Conversational Assistants to support Heart Failure Patients: comparing a Neurosymbolic Architecture with ChatGPT
Anuja Tayal, Devika Salunke, Barbara Di Eugenio, Paula Allen-Meares, Eulalia Puig Abril, Olga Garcia, Carolyn Dickens, Andrew Boyd
TL;DR
This study directly compares a neurosymbolic, task-focused dialogue system (HFFood-NS) with a GPT-4–based dialog (HFFood-GPT) for answering heart failure patients’ questions about salt content in foods. Using a within-subject design with $n=20$ hospitalized African-American patients, intrinsic metrics (task completion, slot accuracy, WER) and extrinsic measures (post-survey perceptions) reveal that HFFood-NS achieves higher task completion and more concise responses, while HFFood-GPT yields fewer speech errors and fewer clarifications.
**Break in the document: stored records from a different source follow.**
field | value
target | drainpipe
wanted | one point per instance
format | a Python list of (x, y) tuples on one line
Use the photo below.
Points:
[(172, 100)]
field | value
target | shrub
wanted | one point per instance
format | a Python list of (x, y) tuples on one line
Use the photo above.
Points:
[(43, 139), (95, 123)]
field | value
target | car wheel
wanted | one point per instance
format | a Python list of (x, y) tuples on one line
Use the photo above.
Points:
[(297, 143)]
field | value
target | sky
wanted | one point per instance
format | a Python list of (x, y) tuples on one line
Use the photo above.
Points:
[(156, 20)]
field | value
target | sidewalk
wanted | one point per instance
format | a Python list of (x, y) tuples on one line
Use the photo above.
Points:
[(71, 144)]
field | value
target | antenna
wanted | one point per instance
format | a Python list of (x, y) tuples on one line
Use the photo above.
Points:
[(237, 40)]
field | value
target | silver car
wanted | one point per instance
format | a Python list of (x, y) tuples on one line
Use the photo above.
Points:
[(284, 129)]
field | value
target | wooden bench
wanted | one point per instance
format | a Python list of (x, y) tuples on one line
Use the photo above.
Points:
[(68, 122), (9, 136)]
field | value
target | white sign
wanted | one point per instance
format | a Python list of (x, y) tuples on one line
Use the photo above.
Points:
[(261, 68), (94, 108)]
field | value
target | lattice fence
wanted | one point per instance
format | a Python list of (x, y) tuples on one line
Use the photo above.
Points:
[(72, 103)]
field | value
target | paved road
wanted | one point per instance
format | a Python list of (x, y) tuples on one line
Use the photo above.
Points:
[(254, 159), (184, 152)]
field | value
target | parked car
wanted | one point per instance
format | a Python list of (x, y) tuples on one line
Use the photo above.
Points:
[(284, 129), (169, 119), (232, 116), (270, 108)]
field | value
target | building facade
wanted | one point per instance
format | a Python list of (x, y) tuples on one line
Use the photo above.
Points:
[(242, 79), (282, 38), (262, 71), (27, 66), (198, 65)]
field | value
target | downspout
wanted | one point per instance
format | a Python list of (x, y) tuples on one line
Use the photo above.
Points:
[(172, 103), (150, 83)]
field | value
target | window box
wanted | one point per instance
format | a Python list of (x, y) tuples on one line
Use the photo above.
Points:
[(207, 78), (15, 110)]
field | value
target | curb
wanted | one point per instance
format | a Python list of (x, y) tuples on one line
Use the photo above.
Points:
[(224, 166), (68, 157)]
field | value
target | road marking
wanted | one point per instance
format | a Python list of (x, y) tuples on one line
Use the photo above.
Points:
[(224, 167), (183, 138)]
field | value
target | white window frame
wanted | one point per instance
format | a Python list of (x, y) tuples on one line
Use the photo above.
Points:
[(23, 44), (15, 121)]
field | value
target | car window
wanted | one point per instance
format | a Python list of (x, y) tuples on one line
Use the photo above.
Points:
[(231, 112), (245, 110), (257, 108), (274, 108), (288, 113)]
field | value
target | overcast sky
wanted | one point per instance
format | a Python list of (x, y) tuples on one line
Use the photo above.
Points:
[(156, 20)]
The results highlight distinct trade-offs: precision and reliability from a controlled neuro-symbolic approach versus conversational fluency and adaptability from a GPT-based system. The authors advocate exploring hybrid architectures that leverage the strengths of both paradigms to support patient-centered dietary guidance in clinical settings.
Abstract
Conversational assistants are becoming more and more popular, including in healthcare, partly because of the availability and capabilities of Large Language Models. There is a need for controlled, probing evaluations with real stakeholders which can highlight advantages and disadvantages of more traditional architectures and those based on generative AI. We present a within-group user study to compare two versions of a conversational assistant that allows heart failure patients to ask about salt content in food. One version of the system was developed in-house with a neurosymbolic architecture, and one is based on ChatGPT. The evaluation shows that the in-house system is more accurate, completes more tasks and is less verbose than the one based on ChatGPT; on the other hand, the one based on ChatGPT makes fewer speech errors and requires fewer clarifications to complete the task. Patients show no preference for one over the other.